Ryan Gosling Temporarily Retires from Acting Under Weight of His Own Sexiness
Last week, while we were all worried about whatever the fuck (North Korea, Macklemore & Lewis, the Astrodome), it was revealed that actor Ryan Gosling was taking a break from acting -- semi-retirement -- to spend some time away from "himself."
Some intrepid Brits have created a hotline, "The Gosline," for depressed Gosling fans to call into to listen to lines from his films, and to waste money.
For us normals, it is hard to fathom. Who just walks away from such a fulfilling craft as big-time Hollywood acting? This should be cause for worry, except that Gosling is temporarily taking leave of acting as Ryan fucking Gosling, with millions of dollars and with most white women ages 18 to 35 willing to set their houses on fire to touch his abs.

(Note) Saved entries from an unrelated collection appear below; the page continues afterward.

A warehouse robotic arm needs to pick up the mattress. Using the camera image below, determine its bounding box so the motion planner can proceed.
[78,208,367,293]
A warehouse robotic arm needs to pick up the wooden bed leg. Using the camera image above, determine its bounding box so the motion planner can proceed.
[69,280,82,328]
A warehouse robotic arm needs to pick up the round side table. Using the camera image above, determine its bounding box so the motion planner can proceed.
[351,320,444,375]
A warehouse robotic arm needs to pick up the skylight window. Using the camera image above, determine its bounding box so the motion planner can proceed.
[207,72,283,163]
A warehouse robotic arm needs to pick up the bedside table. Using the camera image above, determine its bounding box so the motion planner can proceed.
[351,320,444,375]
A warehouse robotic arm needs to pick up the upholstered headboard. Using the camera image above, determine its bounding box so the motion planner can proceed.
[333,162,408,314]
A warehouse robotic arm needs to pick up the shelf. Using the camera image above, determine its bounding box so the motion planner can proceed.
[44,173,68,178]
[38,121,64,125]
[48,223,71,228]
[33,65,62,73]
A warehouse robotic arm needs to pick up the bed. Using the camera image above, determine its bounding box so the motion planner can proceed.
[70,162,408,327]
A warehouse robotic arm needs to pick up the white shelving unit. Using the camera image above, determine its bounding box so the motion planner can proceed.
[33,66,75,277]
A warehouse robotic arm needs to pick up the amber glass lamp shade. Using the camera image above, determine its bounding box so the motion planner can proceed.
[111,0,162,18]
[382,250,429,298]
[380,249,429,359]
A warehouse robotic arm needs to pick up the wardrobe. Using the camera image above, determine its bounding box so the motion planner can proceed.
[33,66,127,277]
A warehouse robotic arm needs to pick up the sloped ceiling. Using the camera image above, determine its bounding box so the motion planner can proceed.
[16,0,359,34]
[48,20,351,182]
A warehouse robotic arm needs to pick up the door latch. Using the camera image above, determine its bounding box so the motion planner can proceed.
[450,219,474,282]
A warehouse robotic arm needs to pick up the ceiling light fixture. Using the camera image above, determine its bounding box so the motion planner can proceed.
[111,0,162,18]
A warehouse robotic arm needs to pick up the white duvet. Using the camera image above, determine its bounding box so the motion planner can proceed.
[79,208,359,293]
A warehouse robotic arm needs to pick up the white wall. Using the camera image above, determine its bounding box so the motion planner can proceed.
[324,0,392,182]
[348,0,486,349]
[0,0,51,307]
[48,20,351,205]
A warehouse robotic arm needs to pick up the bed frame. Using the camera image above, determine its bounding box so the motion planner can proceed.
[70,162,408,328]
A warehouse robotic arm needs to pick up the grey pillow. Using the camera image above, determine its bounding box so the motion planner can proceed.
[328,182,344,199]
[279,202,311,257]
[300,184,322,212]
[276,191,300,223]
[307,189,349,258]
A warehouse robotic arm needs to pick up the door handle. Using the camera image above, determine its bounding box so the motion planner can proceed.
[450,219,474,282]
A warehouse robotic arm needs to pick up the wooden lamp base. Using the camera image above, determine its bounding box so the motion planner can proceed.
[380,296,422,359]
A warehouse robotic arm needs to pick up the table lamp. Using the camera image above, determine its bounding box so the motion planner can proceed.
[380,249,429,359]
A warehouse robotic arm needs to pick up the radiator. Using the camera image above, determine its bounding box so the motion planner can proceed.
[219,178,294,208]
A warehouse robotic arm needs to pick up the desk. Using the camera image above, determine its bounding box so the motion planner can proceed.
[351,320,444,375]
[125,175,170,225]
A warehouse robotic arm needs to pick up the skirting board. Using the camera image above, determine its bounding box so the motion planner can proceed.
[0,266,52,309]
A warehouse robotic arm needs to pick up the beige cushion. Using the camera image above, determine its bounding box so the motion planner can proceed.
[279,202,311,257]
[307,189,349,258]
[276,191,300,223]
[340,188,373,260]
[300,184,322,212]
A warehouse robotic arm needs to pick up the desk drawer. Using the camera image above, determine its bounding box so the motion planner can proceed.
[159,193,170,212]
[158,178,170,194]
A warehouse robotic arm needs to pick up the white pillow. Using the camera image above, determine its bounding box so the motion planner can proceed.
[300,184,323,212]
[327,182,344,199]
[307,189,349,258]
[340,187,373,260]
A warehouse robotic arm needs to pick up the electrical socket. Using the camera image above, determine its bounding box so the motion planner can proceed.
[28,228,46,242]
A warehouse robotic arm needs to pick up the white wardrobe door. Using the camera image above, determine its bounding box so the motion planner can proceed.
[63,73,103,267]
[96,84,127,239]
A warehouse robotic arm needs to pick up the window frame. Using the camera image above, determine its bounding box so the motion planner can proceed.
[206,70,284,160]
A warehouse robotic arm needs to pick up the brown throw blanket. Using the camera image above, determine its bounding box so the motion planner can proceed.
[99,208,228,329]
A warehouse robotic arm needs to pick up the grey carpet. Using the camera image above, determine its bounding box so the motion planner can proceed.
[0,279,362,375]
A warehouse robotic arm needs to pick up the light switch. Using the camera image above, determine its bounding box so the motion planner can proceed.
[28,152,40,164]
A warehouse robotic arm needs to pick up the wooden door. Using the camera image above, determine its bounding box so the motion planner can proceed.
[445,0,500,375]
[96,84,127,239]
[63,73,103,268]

If you remember, back in 2011 Gosling brought up retirement himself in press interviews for Drive, pointing to burnout from having worked since he was 12.
According to IMDbPro, Gosling is directing How to Catch a Monster this summer in Detroit. The film, which he wrote and is producing himself, stars Drive co-star Christina Hendricks and Eva Mendes.
Jesus, he even retires to direct a movie starring easily two of the hottest actresses working right now. One of whom (Mendes) he's dating on the regular.
They have dogs together, you guys!
His next feature, Only God Forgives, hits theaters on May 23, and the untitled Terrence Malick flick that he filmed in Austin these past two years will be out whenever Malick is done with it.
Some people retire and travel the world, spend time with their grandkids, work on their houses or catch up on reading while worrying about having to resort to a part-time job at Walmart to make ends meet.
Gosling wakes up next to Eva Mendes and answers a text from Christina Hendricks and stares at himself nude in a full-length mirror and waits for Emma Stone to make a move on Words With Friends.